Living odontocete whales possess a complex echolocation system for sensing their prey and environment. High-frequency sounds are produced in the nasal passages, transmitted through air sinuses and the fatty melon . The reflected signal reaches the inner ear through acoustic fat pads surrounding the posterior end of the mandible and middle ear . The advent of echolocation is thought to be a key innovation that supported exploitation of a vast pelagic biomass—vertically migrating organisms, especially cephalopods—and explosive diversification of odontocetes [3,4]. Bony correlates of nasofacial tissues linked to ultrasonic signal production have been identified in archaic fossil odontocetes [5,6], but until now we have lacked anatomical evidence from their inner ear to test for high-frequency hearing, and verify functional echolocation [6–8]. Here, we describe the cochlear anatomy in a member of the Oligocene Xenorophidae, one of the earliest diverging odontocete clades [6,8], showing that the most archaic odontocetes could detect high-frequency sound, although probably not in the upper range of some living odontocetes and retained greater sensitivity to lower frequencies. A functional echolocation system was probably a hallmark of odontocetes from their earliest divergence.
Department of Paleobiology, National Museum of Natural History, Smithsonian Institution, Washington, DC (USNM) specimen 534010, an isolated right periotic (electronic supplementary material, figure S1) from the Upper Oligocene Belgrade Formation at Onslow Beach, Camp Lejeune Marine Base, Onslow County, NC, USA (see  for details on locality and geological context).

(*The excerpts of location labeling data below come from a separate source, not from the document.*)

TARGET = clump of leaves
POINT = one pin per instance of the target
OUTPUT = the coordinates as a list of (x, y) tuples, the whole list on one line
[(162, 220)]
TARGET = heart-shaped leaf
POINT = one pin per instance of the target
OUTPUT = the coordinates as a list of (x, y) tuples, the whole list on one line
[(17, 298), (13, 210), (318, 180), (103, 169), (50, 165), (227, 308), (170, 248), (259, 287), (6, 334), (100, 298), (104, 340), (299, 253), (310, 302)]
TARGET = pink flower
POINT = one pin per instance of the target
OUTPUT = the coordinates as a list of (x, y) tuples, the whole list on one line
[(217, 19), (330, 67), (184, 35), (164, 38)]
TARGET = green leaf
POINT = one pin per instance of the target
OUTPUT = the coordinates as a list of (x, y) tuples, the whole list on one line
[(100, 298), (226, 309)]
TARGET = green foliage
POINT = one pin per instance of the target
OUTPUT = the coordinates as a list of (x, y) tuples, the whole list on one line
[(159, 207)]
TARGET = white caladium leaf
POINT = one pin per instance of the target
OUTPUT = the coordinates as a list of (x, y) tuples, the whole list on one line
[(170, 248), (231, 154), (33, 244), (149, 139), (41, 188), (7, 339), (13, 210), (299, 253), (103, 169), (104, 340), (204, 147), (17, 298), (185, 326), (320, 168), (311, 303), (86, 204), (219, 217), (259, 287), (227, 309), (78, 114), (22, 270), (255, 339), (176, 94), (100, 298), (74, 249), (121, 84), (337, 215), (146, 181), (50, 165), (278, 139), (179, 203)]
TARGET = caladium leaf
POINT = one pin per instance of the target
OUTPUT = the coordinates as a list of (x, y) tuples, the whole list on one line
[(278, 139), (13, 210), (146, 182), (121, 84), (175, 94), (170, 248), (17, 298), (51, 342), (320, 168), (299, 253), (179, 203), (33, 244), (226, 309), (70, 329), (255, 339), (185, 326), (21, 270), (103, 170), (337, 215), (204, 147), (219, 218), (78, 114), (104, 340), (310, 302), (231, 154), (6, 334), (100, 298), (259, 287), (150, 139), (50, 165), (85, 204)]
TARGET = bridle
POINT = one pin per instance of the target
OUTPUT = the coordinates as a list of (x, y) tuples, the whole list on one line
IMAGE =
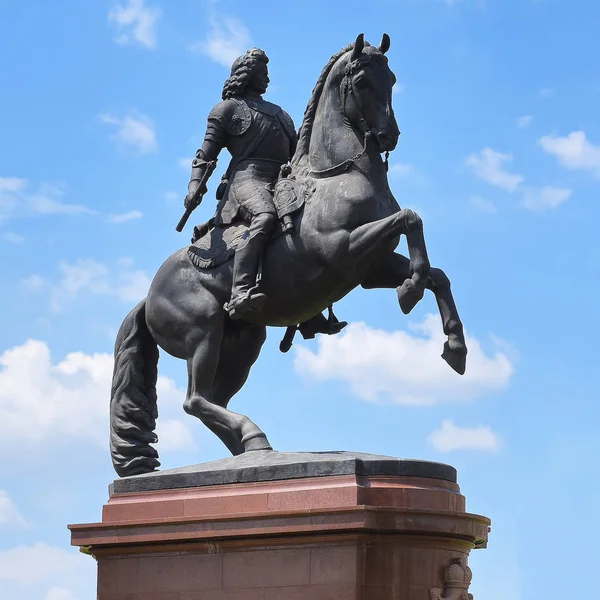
[(347, 90)]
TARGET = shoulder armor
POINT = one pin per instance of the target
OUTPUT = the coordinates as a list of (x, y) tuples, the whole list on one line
[(233, 114)]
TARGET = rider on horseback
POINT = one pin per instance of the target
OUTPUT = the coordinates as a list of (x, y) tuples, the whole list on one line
[(261, 138)]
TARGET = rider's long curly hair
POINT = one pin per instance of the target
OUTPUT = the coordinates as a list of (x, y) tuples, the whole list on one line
[(242, 72)]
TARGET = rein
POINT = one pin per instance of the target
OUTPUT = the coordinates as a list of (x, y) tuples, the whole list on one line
[(347, 164)]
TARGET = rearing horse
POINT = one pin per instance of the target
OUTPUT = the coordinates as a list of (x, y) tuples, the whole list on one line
[(343, 237)]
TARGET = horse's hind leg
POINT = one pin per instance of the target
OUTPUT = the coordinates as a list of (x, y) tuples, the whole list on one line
[(393, 271), (206, 401), (240, 347)]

USNM 534010 was micro-computed tomography (microCT) scanned using a Zeiss Xradia 520Versa at the Monash University X-ray Microscopy Facility for Imaging Geo-materials (XMFIG). Raw data from these scans (electronic supplementary material, figure S2) were then used to create a three-dimensional model of the periotic using Avizo (v. 8.1.0 Standard; figure 1) . From this model, an endocast of the cochlea was digitally segmented using Avizo (figure 1; electronic supplementary material, figure S3). This process was also carried out on a comparative sample of seven modern odontocete taxa and one modern mysticete taxon (electronic supplementary material, figure S4). An estimate of the low-frequency hearing limit for the xenorophid was calculated from the linear regression of low-frequency hearing limit and radii ratio for other mammals performed by Manoussaki et al. . Detailed methods can be found in the electronic supplementary material.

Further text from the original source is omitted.